Van Gogh, Pot Pipe, 1887 |
In the case smell of marijuana combined with an officer's belief based on noises heard at the home that evidence was likely being destroyed was enough to trigger the exigent circumstances exception.
Justice Ginsburg's dissent noted:
“How ‘secure’ do our homes remain if police, armed with no warrant, can pound on doors at will and …forcibly enter?” Because the amendment’s “core requirement” is clear - officers must have probable cause with a search warrant before they break into a home.
Officers have been shown to haven many incentives to lie just to make an arrest. Unfortunately the Pinellas County Sheriff's Department in Tampa Bay, Florida has recently been found to have lied even when trying to obtain information for search warrants and lied to gain entry into homes, so it's even that much easier just to lie about smelling marijuana and hearing noises consistent with destruction of evidence to enter a home.
A recent Florida Case in the 2nd DCA, State vs. Roman, overturned a trial court which granted a Motion to Suppress evidence, but in that case that case there was much more evidence consistent with marijuana than just smell.

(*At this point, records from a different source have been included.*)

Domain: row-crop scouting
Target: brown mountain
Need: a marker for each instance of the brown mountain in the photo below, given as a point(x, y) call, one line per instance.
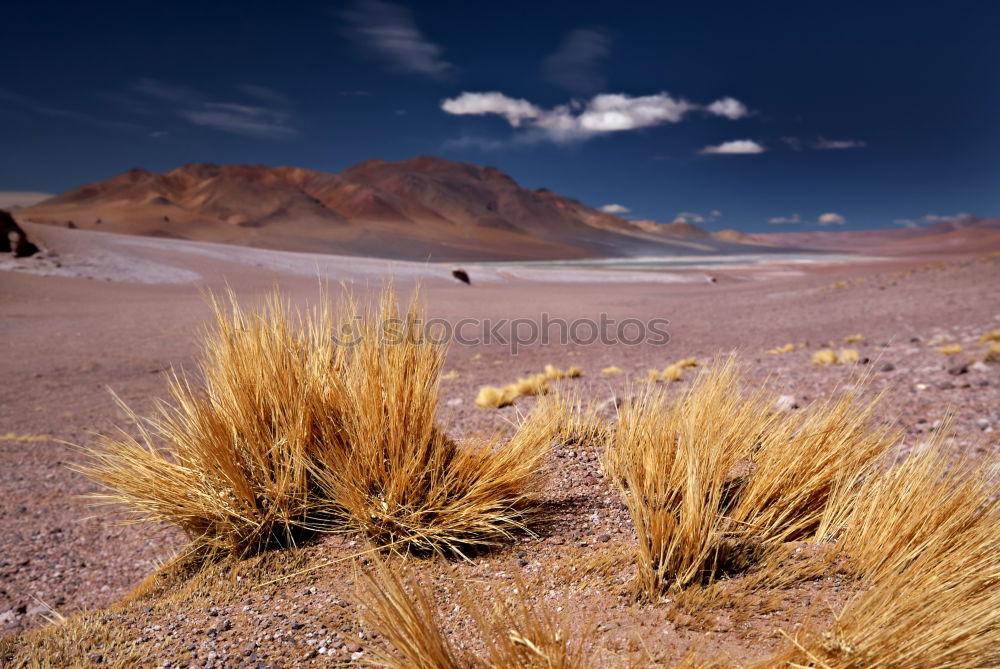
point(424, 208)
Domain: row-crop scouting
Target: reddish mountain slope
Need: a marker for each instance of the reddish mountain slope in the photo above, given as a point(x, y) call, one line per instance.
point(416, 209)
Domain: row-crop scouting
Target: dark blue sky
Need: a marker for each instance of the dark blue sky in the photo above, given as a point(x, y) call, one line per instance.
point(869, 112)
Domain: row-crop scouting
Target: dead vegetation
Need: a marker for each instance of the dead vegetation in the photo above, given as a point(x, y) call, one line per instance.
point(293, 432)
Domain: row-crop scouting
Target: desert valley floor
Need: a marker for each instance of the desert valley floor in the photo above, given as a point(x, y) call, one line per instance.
point(109, 314)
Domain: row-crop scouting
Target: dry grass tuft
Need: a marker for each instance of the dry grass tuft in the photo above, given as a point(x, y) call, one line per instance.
point(847, 356)
point(495, 397)
point(824, 357)
point(924, 536)
point(990, 337)
point(714, 479)
point(294, 432)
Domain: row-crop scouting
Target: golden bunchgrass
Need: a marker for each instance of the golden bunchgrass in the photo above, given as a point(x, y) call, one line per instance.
point(292, 432)
point(497, 397)
point(714, 477)
point(991, 336)
point(923, 536)
point(824, 357)
point(847, 356)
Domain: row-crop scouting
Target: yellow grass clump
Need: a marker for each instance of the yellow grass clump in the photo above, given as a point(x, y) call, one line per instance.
point(924, 536)
point(294, 431)
point(714, 478)
point(824, 357)
point(990, 337)
point(847, 356)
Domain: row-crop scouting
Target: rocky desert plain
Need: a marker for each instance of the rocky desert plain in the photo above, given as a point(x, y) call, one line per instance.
point(118, 297)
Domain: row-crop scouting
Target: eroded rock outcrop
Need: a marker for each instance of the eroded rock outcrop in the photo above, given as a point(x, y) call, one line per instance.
point(13, 239)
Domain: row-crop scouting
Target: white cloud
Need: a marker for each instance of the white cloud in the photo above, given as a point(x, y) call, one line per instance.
point(831, 219)
point(577, 64)
point(731, 108)
point(21, 198)
point(823, 143)
point(390, 32)
point(736, 146)
point(514, 110)
point(605, 113)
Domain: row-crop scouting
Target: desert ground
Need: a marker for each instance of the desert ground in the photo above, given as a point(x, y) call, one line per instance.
point(102, 315)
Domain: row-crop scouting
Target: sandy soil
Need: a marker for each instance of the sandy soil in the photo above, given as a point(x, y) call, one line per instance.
point(103, 314)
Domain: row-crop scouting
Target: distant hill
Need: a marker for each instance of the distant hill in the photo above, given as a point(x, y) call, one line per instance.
point(961, 235)
point(424, 208)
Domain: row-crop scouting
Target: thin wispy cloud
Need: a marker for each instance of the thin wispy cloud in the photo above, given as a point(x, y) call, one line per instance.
point(785, 220)
point(578, 64)
point(823, 144)
point(932, 219)
point(831, 219)
point(731, 108)
point(734, 147)
point(390, 33)
point(271, 121)
point(12, 199)
point(576, 120)
point(265, 94)
point(615, 209)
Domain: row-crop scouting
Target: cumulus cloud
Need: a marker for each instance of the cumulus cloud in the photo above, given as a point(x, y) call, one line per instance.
point(779, 220)
point(389, 32)
point(514, 110)
point(11, 199)
point(578, 63)
point(272, 121)
point(736, 146)
point(831, 219)
point(931, 219)
point(604, 113)
point(731, 108)
point(615, 209)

A pending case, Florida vs, Jardines, now before the U.S. Supreme Court was appealed from a Florida Supreme Court case dealing with a drug dog alert based on a whiff of marijuana. The Florida Supreme Court in that case found that Officer's acting on the marijuana smell was a substantial government intrusion of the sanctity of a Florida home.
Clearly, no law enforcement agency should be able to search a home based only on the smell of marijuana.
So what do police do? They gather more evidence. Here's an excerpt from an interesting source, Police Chief Magazine, advising Florida officers to focus on training and experience in drug detection in an article titled The Nose Knows:
The ability of an officer to explain and justify the accuracy of his perceptions is important when he or she relies on those perceptions to formulate probable cause. For instance, a Florida court held that a police officer had probable cause to search a vehicle after smelling burnt marijuana, in part because he had 20 years of experience and had smelled marijuana hundreds of times.One wonders if that officer's experience and training was advanced by the smelling marijuana in his own home? And in many of these cases there is no burned marijuana smell at all. What about an officer's actual ability to smell unburned marijuana as in many of the marijuana grow house cases?